Hometown Sounds: The last year has been tough for a lot of people. The New York Times actually did a piece focusing on how you lost not one, not two, but three jobs. Tell us a about what has changed in your music and your life in the past year.
Jenna Camille: A lot has changed. I don't live in DC anymore. I live in Atlanta, Georgia, which is where I was born. I'm kind of restarting. Last year took a lot out of me. It was also a very interesting year because I was able to create a lot and release three albums. It was a good time creatively, but it was hard because I felt like I had lost a part of myself. I define myself largely by being an artist and I felt like, in a way, I wasn't one anymore because I wasn't able to perform. I wasn't able to present myself as an artist. I struggled with that and with how I wanted to continue. That’s something I had conflicts about before the pandemic and being presented with this situation where I had to redefine everything and restart everything forced me to ask myself why I still wanted to do this and what continuing music looks like for me.
HS: Tell us about the album that you made with DC group Columbia Nights. What was the inspiration for Bright Moments?
JC: A little over three years ago now, we started working together on a different album that is finally about to be released in July. Bright Moments was kind of like an intermediate project that we started working on during the pandemic. Essentially, the idea was to create one-minute songs for Instagram. It was just something quick and fun to do. A friend of ours, Nelson Bandela, did some visuals for us. Part of the goal, which I am tremendously thankful for, was to create income for me because I had lost my jobs. It was like, okay, what else can we create right now to keep things flowing? It was more or less a teaser project to set up for the main album, which is coming out in July on HiPNOTT Records.

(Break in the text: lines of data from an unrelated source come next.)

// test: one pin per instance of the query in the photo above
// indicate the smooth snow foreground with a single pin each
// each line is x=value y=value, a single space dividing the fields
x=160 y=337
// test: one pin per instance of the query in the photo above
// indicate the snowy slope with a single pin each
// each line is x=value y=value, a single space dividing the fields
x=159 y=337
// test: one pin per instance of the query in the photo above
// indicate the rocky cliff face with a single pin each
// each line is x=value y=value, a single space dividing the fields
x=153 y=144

HS: Tell us about the song My Country, My Love from your album The Time is Now. How is this track different from your earlier work?

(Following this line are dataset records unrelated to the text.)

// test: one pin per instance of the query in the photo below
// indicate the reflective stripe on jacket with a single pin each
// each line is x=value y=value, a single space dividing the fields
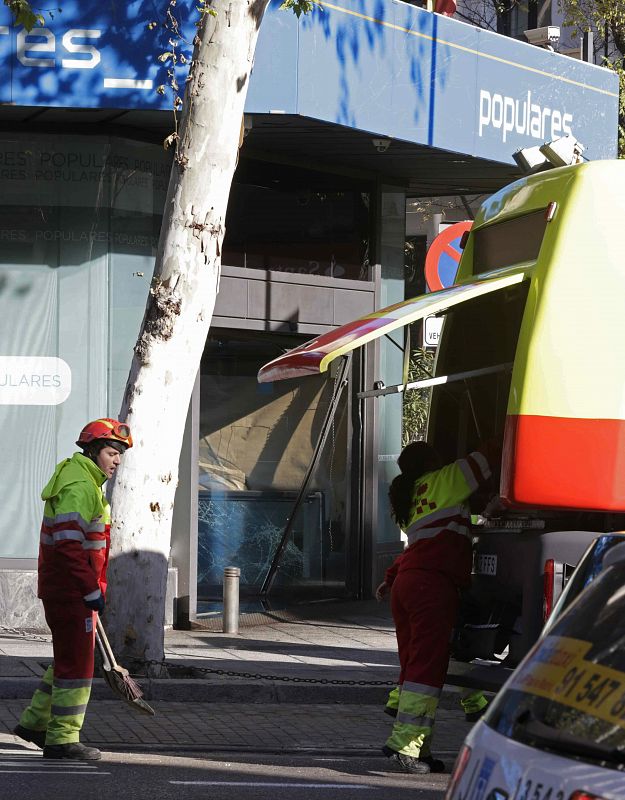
x=439 y=532
x=75 y=532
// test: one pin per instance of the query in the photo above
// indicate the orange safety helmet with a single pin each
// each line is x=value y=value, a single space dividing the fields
x=105 y=428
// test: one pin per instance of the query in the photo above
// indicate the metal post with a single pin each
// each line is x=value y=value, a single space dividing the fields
x=588 y=52
x=231 y=600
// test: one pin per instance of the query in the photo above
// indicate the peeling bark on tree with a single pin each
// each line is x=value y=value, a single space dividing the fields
x=176 y=323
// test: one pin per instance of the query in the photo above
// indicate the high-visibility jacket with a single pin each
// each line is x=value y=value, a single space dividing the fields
x=439 y=529
x=75 y=532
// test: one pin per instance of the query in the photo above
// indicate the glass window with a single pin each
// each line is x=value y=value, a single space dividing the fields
x=507 y=243
x=293 y=220
x=256 y=443
x=78 y=224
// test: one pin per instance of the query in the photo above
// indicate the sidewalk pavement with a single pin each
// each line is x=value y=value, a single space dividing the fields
x=275 y=687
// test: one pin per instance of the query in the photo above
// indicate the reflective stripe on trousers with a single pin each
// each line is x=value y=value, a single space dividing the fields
x=473 y=700
x=67 y=711
x=58 y=706
x=37 y=715
x=412 y=731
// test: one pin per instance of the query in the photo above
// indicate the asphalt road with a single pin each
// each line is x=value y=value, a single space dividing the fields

JC: Last year, I started working with samplers and I started to veer towards hip hop instrumental projects. For this project, I was motivated by what happened with George Floyd and my frustration with the response to that situation. I remember telling one of my roommates that I was frustrated with what I felt was the cycle of events that occurs when a young, Black person gets killed by police. You know, there's posting on Instagram, there's thoughts and prayers, there's marching, there's protests, there's calls for action. Then there's this return to the normal state of events. During that time, I felt like there was less pressure to go back because, at the time, there wasn't much to go back to. Most of us were still at home. We weren't working. There was no need to go back into the system because the system wasn't operating. I felt like that was a prime time to really get engaged and do some organized activities, rather than just protest. We don't have jobs that we can use as an excuse. We don't have anything like that because everything is shut down, so let's organize. I felt like, you know, the time is now. Let's start organizing or pushing for a real revolution so that we don't have to continue this cycle of events anymore.
HS: Some of your songs feature traditional vocals while others are instrumental compositions that include samples and futuristic beats. What is it like to manage these discrete parts of your sound?

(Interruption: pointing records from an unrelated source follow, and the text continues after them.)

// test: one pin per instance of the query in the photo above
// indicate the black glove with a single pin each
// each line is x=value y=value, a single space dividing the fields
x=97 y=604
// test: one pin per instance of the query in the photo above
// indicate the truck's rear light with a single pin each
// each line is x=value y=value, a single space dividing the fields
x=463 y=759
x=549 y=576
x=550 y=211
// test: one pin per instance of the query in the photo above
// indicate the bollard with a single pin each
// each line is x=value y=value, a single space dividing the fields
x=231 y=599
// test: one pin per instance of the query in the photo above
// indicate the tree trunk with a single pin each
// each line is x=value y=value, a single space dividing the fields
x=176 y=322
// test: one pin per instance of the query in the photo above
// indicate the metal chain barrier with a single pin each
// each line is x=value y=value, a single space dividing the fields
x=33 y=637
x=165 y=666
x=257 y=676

JC: I don't really think much about it, to be honest. I was talking to one person who was saying that they don't want to confuse their audience by putting out different things. For me, I think less like an industry artist and more like somebody that is putting art up in a gallery. It’s what I feel when I'm creating. Then I post it for people to observe and see and comment on, or interpret and analyze, or whatever it is that people do when they experience music. I don't care too much about genre. When people ask me about genre, I either say I'm genre fluid or genre-less. Life is too short to really be so mechanical about everything. If we have the power to create things and post them at will, and there's no industry exec that's in my way, I'm just going to do it because I can. I have the power to do it. I do it because I want to do it. And, you know, people dig it, so I keep doing it. I have something for people who want to listen to me sing and I also have something for people who enjoy beats and lo-fi stuff.
HS: What does the future hold for you? Can we expect more music on your Bandcamp page and more collaborations?
JC: Oh yeah, for sure. You can expect the Golden Browne project. You can expect more instrumental projects this year. I have one that I'm working on right now that I think I will be naming Faith, which is my mother’s middle name. I will be alerting everyone about that as soon as it's ready. So that's on the radar and then, you know, whatever happens, happens. We'll see.